I found this method that could be adapted for RecurrentPPO : https://colab.research.google.com/github/Stable-Baselines-Team/rl-colab-notebooks/blob/sb3/pretraining.ipynb
I guess this part of code have to be modified in order to consider lstm_states and episode_starts but I don't know how to implement it.
def pretrain_agent(
student,
batch_size=64,
epochs=1000,
scheduler_gamma=0.7,
learning_rate=1.0,
log_interval=100,
no_cuda=True,
seed=1,
test_batch_size=64,
):
use_cuda = not no_cuda and th.cuda.is_available()
th.manual_seed(seed)
device = th.device("cuda" if use_cuda else "cpu")
kwargs = {"num_workers": 1, "pin_memory": True} if use_cuda else {}
if isinstance(env.action_space, gym.spaces.Box):
criterion = nn.MSELoss()
else:
criterion = nn.CrossEntropyLoss()
# Extract initial policy
model = student.policy.to(device)
def train(model, device, train_loader, optimizer):
model.train()
for batch_idx, (data, target) in enumerate(train_loader):
data, target = data.to(device), target.to(device)
optimizer.zero_grad()
if isinstance(env.action_space, gym.spaces.Box):
# A2C/PPO policy outputs actions, values, log_prob
# SAC/TD3 policy outputs actions only
if isinstance(student, (A2C, PPO)):
action, _, _ = model(data)
else:
# SAC/TD3:
action = model(data)
action_prediction = action.double()
else:
# Retrieve the logits for A2C/PPO when using discrete actions
dist = model.get_distribution(data)
action_prediction = dist.distribution.logits
target = target.long()
loss = criterion(action_prediction, target)
loss.backward()
optimizer.step()
if batch_idx % log_interval == 0:
print(
"Train Epoch: {} [{}/{} ({:.0f}%)]\tLoss: {:.6f}".format(
epoch,
batch_idx * len(data),
len(train_loader.dataset),
100.0 * batch_idx / len(train_loader),
loss.item(),
)
)
def test(model, device, test_loader):
model.eval()
test_loss = 0
with th.no_grad():
for data, target in test_loader:
data, target = data.to(device), target.to(device)

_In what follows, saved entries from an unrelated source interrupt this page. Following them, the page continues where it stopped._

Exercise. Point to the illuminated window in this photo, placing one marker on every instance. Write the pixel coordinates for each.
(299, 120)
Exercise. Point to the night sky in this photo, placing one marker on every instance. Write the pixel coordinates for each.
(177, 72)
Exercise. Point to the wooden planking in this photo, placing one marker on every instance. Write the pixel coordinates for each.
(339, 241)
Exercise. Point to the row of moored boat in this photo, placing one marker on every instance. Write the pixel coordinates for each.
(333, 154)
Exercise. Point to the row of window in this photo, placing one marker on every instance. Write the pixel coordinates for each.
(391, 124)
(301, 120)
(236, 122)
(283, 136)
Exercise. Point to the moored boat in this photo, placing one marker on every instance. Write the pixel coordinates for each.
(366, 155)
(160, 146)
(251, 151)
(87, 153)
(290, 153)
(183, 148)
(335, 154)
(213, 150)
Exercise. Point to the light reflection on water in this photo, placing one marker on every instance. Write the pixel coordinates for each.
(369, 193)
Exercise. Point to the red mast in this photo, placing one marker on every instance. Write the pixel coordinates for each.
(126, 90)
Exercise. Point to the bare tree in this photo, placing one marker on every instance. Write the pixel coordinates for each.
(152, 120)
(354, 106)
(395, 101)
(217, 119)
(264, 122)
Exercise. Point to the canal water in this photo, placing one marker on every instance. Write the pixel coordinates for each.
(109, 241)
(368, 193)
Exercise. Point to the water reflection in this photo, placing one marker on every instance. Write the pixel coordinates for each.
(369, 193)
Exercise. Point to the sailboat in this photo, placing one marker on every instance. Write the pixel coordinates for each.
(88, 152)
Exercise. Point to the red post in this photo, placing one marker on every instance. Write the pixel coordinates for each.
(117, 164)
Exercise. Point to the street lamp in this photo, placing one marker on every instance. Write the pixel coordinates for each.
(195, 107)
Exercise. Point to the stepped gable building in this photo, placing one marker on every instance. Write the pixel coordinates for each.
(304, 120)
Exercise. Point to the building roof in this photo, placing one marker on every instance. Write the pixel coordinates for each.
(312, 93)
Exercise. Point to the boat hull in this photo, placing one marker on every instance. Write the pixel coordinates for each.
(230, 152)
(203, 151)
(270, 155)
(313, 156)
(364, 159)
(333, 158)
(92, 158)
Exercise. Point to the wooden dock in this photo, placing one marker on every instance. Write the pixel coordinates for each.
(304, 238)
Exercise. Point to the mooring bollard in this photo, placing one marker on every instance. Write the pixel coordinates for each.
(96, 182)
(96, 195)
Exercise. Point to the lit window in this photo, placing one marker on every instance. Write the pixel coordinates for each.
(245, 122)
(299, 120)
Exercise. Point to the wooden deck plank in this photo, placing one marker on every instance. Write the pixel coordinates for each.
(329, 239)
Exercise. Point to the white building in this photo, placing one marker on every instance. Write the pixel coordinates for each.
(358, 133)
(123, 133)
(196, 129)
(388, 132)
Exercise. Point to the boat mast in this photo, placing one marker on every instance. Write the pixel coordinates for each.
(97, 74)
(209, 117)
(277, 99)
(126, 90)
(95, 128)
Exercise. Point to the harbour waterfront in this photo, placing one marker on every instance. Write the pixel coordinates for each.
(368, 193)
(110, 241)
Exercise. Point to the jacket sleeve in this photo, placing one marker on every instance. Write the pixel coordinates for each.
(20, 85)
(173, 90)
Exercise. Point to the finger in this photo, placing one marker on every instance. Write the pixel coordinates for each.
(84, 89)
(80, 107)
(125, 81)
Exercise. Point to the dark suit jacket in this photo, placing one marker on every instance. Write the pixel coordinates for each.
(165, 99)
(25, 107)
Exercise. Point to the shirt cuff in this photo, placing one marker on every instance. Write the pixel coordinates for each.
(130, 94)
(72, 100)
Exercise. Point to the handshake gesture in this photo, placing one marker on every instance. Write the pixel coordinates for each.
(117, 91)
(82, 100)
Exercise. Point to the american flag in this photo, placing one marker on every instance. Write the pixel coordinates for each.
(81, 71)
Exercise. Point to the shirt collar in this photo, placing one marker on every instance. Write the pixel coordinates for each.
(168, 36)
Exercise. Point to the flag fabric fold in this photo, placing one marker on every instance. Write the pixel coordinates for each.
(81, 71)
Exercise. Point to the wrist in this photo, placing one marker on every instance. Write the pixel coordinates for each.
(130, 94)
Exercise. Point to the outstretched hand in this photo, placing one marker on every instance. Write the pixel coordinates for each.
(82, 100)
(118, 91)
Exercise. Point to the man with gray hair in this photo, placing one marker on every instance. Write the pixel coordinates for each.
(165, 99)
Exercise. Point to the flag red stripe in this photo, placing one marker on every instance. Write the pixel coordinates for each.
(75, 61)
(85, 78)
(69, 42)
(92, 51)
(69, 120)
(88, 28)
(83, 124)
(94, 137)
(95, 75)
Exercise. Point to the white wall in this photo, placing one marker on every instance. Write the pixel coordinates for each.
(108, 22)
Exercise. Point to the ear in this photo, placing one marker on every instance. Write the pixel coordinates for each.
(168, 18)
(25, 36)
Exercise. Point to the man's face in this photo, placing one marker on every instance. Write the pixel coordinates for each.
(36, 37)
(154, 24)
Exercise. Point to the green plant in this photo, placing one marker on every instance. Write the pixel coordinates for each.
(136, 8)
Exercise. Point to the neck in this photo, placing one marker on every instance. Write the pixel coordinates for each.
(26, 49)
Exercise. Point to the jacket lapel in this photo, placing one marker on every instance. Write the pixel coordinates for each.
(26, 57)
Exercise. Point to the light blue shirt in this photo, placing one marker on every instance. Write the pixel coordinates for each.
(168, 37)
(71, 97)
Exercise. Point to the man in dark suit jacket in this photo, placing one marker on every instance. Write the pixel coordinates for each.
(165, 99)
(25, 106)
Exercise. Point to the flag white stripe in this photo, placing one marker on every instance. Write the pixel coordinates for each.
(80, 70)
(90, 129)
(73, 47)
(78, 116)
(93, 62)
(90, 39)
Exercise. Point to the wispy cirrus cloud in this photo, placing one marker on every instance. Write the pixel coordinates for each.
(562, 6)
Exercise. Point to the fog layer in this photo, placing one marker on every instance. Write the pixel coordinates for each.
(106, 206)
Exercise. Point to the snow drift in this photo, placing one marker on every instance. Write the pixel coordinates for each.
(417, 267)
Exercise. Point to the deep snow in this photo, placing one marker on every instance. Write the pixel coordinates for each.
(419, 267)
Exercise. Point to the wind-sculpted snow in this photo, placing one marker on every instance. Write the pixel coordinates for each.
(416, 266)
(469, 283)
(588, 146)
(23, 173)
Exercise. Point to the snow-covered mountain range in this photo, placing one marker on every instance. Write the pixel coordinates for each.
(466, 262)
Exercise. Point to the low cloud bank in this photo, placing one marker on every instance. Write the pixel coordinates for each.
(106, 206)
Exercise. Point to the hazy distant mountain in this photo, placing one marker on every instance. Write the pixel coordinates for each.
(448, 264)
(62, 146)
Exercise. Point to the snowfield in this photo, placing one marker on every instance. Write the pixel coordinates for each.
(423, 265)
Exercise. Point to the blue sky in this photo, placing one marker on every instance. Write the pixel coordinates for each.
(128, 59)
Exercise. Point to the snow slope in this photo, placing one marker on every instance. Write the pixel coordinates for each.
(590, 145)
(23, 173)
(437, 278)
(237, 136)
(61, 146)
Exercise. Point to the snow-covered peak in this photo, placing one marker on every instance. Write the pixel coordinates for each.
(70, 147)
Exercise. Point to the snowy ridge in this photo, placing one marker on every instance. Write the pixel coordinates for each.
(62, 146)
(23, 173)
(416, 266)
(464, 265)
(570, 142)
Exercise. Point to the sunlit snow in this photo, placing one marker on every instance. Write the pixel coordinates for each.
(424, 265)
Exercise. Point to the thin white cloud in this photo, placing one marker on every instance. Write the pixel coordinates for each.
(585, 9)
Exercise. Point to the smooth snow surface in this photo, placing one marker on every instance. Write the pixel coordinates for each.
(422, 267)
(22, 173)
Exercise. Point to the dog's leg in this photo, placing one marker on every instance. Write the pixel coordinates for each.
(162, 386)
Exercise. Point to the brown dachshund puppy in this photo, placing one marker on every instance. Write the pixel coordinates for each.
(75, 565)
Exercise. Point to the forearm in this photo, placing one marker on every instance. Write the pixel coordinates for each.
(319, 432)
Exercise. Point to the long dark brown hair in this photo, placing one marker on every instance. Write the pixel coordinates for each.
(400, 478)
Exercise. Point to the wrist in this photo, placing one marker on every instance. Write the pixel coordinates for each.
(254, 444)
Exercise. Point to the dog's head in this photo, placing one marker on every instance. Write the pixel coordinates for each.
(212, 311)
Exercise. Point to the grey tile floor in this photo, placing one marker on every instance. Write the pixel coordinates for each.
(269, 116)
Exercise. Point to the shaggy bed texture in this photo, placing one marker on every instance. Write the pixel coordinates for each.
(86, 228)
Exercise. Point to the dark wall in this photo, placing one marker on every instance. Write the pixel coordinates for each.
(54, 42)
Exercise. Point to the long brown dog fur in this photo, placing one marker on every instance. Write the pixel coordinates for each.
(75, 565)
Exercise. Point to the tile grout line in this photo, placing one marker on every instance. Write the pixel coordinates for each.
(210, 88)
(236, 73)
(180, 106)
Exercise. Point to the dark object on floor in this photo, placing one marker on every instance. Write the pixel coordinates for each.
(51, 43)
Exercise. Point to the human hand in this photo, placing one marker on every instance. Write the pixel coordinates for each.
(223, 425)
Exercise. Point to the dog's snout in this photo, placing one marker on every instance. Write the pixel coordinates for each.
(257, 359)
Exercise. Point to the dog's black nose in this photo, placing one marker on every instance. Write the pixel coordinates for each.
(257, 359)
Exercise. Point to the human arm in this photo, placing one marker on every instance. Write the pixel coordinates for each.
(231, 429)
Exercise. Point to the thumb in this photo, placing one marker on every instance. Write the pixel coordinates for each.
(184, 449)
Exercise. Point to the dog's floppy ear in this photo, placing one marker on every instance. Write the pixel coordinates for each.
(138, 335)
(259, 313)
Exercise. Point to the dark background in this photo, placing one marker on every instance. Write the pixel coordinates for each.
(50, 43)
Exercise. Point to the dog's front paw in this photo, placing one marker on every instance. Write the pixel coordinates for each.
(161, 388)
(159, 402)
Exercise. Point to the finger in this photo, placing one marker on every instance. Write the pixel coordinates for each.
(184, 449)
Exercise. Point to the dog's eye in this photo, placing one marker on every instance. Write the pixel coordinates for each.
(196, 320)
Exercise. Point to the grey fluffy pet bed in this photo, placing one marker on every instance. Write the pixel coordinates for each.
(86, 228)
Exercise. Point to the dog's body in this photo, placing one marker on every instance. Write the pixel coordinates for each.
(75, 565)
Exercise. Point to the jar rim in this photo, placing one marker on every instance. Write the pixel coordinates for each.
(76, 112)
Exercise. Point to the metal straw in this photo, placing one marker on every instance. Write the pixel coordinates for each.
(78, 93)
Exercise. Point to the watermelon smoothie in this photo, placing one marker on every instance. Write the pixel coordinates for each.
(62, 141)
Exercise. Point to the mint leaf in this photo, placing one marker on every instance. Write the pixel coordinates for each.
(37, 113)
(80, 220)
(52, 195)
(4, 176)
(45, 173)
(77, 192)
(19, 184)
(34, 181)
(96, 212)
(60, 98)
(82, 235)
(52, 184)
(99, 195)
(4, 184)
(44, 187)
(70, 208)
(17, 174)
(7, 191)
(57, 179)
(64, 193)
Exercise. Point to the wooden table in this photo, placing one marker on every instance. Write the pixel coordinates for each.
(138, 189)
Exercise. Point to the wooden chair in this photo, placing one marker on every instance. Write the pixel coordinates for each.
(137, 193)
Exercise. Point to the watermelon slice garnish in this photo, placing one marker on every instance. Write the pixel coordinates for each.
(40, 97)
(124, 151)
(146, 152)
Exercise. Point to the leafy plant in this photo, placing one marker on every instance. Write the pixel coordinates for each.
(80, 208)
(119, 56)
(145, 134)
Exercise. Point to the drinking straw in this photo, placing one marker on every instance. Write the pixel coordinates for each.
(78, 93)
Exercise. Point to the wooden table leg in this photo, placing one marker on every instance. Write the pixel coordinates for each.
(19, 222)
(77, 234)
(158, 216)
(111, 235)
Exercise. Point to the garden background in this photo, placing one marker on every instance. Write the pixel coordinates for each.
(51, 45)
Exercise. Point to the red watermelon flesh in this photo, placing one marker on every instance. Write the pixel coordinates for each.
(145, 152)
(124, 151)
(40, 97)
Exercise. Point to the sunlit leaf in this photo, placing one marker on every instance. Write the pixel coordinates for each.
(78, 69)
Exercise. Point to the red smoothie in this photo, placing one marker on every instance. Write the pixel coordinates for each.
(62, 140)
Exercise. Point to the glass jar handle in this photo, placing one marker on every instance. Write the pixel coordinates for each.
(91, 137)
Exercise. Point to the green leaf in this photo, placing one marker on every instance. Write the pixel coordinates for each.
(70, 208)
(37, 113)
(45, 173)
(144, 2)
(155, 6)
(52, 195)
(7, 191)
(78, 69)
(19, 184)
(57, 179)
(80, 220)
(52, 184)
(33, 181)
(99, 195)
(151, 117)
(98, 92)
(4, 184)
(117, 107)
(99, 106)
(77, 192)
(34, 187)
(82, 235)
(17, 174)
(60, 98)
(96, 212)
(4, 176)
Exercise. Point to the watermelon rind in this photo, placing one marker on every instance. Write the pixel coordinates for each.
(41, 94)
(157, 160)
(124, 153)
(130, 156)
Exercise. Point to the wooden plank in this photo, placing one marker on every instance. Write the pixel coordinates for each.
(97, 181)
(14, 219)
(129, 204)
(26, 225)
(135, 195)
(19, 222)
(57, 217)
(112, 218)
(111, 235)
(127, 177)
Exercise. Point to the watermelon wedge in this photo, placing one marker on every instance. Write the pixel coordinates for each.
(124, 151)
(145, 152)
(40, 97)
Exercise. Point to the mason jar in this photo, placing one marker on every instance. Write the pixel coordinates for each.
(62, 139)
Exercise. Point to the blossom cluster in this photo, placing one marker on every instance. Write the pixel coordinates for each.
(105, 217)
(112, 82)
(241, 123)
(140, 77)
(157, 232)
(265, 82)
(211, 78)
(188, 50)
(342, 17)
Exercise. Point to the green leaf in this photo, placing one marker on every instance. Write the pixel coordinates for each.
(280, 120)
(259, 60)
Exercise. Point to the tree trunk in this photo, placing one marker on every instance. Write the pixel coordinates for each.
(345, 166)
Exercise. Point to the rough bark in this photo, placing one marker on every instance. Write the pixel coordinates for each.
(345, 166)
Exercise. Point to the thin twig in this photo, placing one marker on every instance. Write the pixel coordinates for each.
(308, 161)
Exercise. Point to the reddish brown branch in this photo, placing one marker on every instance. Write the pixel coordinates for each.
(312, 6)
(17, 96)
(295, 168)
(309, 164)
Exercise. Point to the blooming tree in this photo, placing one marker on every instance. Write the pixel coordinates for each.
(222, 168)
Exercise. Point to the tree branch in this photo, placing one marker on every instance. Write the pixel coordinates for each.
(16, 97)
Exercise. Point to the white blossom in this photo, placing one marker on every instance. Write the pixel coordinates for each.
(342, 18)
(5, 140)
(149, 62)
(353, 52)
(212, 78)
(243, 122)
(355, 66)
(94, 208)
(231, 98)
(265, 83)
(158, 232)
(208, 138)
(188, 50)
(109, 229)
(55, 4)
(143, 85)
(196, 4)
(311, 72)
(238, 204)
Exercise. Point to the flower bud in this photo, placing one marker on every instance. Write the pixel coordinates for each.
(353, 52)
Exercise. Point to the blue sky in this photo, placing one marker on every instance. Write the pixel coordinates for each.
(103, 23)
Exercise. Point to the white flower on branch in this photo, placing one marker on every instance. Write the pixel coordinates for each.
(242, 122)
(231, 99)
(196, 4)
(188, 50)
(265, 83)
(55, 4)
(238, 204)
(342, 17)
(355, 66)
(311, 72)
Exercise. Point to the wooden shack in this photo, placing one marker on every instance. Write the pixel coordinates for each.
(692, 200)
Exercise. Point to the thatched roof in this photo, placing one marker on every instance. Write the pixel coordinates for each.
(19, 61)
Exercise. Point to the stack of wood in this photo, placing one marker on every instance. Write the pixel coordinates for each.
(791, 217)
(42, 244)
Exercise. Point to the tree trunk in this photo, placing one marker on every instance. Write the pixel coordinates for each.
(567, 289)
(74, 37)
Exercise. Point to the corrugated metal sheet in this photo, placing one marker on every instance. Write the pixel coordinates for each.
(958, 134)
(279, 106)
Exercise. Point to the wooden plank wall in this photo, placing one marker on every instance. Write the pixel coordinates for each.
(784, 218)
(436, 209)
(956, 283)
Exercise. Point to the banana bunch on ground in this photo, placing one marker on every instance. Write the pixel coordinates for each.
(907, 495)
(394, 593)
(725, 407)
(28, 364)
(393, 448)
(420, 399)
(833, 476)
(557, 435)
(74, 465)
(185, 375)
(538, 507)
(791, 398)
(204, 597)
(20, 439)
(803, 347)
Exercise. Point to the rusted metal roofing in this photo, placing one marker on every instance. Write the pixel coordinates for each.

if isinstance(env.action_space, gym.spaces.Box):
# A2C/PPO policy outputs actions, values, log_prob
# SAC/TD3 policy outputs actions only
if isinstance(student, (A2C, PPO)):
action, _, _ = model(data)
else:
# SAC/TD3:
action = model(data)
action_prediction = action.double()
else:
# Retrieve the logits for A2C/PPO when using discrete actions
dist = model.get_distribution(data)
action_prediction = dist.distribution.logits
target = target.long()
test_loss = criterion(action_prediction, target)
test_loss /= len(test_loader.dataset)
print(f"Test set: Average loss: {test_loss:.4f}")
# Here, we use PyTorch `DataLoader` to our load previously created `ExpertDataset` for training
# and testing
train_loader = th.utils.data.DataLoader(
dataset=train_expert_dataset, batch_size=batch_size, shuffle=True, **kwargs
)
test_loader = th.utils.data.DataLoader(
dataset=test_expert_dataset,
batch_size=test_batch_size,
shuffle=True,
**kwargs,
)
# Define an Optimizer and a learning rate schedule.
optimizer = optim.Adadelta(model.parameters(), lr=learning_rate)
scheduler = StepLR(optimizer, step_size=1, gamma=scheduler_gamma)
# Now we are finally ready to train the policy model.
for epoch in range(1, epochs + 1):
train(model, device, train_loader, optimizer)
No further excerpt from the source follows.